C’est un sigle que des milliers de salariés connaissent : ASC, pour activités sociales et culturelles. Il recouvre les aides protéiformes accordées par les employeurs à leurs personnels : réductions tarifaires pour des voyages, bons d’achats, chèques-culture… Or, les conditions dans lesquelles ces gratifications sont octroyées viennent d’être modifiées par le projet de loi de financement de la Sécurité sociale (PLFSS), adopté, mardi 30 octobre, à l’Assemblée nationale. Des changements qui mécontentent plusieurs syndicats, ainsi que les professionnels du tourisme.

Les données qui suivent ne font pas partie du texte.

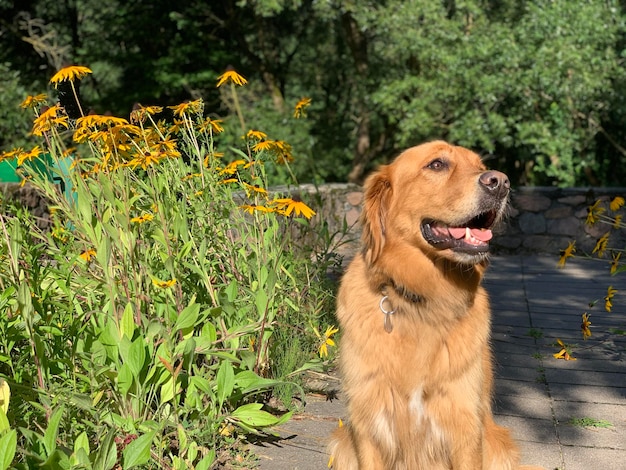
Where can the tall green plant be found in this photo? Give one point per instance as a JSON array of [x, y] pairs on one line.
[[144, 320]]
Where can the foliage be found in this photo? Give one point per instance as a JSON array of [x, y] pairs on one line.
[[607, 213], [537, 86], [145, 328]]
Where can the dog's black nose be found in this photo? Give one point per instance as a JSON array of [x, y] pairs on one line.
[[496, 183]]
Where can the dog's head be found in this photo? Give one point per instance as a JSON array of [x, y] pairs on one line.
[[439, 198]]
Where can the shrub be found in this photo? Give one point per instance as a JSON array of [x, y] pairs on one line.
[[143, 328], [607, 213]]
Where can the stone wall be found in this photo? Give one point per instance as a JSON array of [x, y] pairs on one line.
[[540, 219]]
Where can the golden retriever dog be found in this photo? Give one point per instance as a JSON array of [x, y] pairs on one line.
[[415, 320]]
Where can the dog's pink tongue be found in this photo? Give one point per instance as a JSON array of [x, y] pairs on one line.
[[483, 235]]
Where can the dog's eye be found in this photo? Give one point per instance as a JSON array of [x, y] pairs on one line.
[[438, 164]]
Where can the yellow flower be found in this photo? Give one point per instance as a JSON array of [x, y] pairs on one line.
[[287, 206], [142, 218], [584, 326], [211, 126], [617, 222], [600, 247], [251, 208], [564, 353], [163, 284], [141, 112], [231, 76], [608, 304], [264, 145], [300, 108], [87, 255], [254, 188], [11, 154], [32, 101], [615, 262], [616, 203], [70, 73], [326, 340], [146, 159], [34, 153], [593, 212], [228, 180], [231, 168]]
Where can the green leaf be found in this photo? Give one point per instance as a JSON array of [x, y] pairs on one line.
[[252, 415], [106, 456], [187, 318], [225, 381], [52, 431], [4, 422], [137, 356], [127, 325], [82, 442], [124, 379], [8, 446], [138, 452], [206, 462], [260, 300]]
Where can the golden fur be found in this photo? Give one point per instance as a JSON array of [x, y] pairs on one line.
[[419, 392]]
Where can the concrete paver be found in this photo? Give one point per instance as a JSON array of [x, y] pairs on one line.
[[541, 399]]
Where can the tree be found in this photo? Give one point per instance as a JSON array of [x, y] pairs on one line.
[[534, 85]]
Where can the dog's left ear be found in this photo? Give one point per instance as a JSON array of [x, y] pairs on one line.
[[377, 192]]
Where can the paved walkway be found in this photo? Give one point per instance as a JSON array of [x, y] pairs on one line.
[[546, 402]]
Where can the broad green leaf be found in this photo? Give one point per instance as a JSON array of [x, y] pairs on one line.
[[169, 390], [52, 431], [127, 325], [82, 442], [5, 396], [124, 379], [137, 452], [187, 318], [4, 422], [8, 446], [252, 415], [106, 456]]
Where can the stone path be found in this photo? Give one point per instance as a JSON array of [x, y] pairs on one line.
[[566, 415]]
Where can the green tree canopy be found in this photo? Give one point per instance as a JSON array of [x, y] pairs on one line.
[[536, 86]]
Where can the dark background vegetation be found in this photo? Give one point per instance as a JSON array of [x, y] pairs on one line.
[[537, 87]]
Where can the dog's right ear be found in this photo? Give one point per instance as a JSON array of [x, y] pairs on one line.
[[377, 192]]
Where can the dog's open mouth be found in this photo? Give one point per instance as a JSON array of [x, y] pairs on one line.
[[470, 237]]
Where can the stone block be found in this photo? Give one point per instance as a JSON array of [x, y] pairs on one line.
[[531, 202], [530, 222], [558, 212], [569, 226]]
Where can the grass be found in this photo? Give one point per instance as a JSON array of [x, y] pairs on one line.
[[590, 423]]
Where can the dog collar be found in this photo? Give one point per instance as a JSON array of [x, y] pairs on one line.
[[387, 323]]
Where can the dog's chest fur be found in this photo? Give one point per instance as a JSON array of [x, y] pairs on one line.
[[416, 372]]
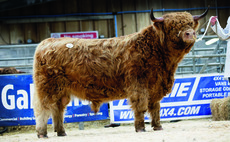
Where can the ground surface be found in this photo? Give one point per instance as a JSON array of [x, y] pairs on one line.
[[202, 130]]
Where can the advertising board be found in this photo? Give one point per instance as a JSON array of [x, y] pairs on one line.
[[85, 35], [16, 107], [190, 98]]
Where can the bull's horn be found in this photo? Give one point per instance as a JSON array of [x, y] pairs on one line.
[[155, 19], [198, 17]]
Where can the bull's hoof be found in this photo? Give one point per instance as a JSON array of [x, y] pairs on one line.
[[158, 128], [42, 136], [140, 130], [62, 134]]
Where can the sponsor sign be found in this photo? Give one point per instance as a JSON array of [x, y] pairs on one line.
[[85, 35], [16, 107], [190, 98]]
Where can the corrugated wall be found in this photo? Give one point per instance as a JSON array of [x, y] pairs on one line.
[[25, 28]]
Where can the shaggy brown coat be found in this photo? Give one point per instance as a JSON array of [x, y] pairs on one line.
[[139, 67]]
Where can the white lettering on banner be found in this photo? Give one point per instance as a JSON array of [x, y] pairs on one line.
[[76, 102], [220, 83], [11, 98], [214, 89], [211, 95], [165, 112], [174, 91], [182, 91], [31, 95], [226, 88], [189, 110], [22, 102], [126, 115], [218, 78]]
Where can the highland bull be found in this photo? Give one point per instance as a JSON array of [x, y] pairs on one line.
[[139, 67]]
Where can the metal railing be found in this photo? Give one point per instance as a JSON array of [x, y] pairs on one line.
[[202, 58]]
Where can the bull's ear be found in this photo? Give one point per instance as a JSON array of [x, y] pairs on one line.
[[198, 17], [155, 20]]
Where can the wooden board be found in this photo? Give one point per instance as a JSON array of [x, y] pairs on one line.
[[57, 27], [72, 26], [30, 32], [43, 31], [4, 34]]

En principe, l’argent versé par les entreprises au titre des ASC devrait être soumis à des cotisations sociales. Mais l’usage veut que ces sommes soient exonérées de tout prélèvement, à condition qu’elles restent dans des proportions raisonnables et qu’elles ne se transforment pas en complément de rémunération.

La mesure vise les avantages accordés par les CE

Un tel système a été critiqué à maintes reprises, car il plonge les entreprises dans un flou juridique et les expose même parfois à des redressements effectués par l’Urssaf. C’est pourquoi le député UDI du Nord, Paul Christophe, a déposé un amendement au PLFSS 2019 pour « sécuriser » le dispositif. Son souhait est de « pérenniser une pratique » en l’inscrivant dans le marbre de la loi, comme l’a expliqué l’élu lors des débats en séance, le 24 octobre. M. Christophe entend aussi donner de la visibilité aux dirigeants de petites et moyennes entreprises (TPE-PME) : ceux-ci sont « actuellement très peu nombreux à faire profiter leurs salariés de cet usage », du fait des incertitudes qui l’entourent. Le parlementaire nordiste espère ainsi « étendre le champ » des personnes susceptibles de bénéficier des ASC.

La mesure vise les avantages accordés par les comités d’entreprise (les CE, qui sont, peu à peu, remplacés par les CSE, les comités sociaux et économiques, depuis la réforme du code du travail en 2017). Sont également concernés les employeurs publics et les sociétés de moins de 50 personnes qui n’ont ni CE ni CSE.

Le cadre conçu par M. Christophe prévoit que les avantages octroyés aux salariés seront soumis à des cotisations s’ils dépassent un certain seuil, variable suivant le type de gratification : par exemple 331 euros par an et par personne, pour « l’exercice d’activité sportive », pour « l’accès aux biens et prestations culturels ou au titre d’aides aux vacances » (le montant pouvant aller jusqu’au double en fonction du nombre d’enfants).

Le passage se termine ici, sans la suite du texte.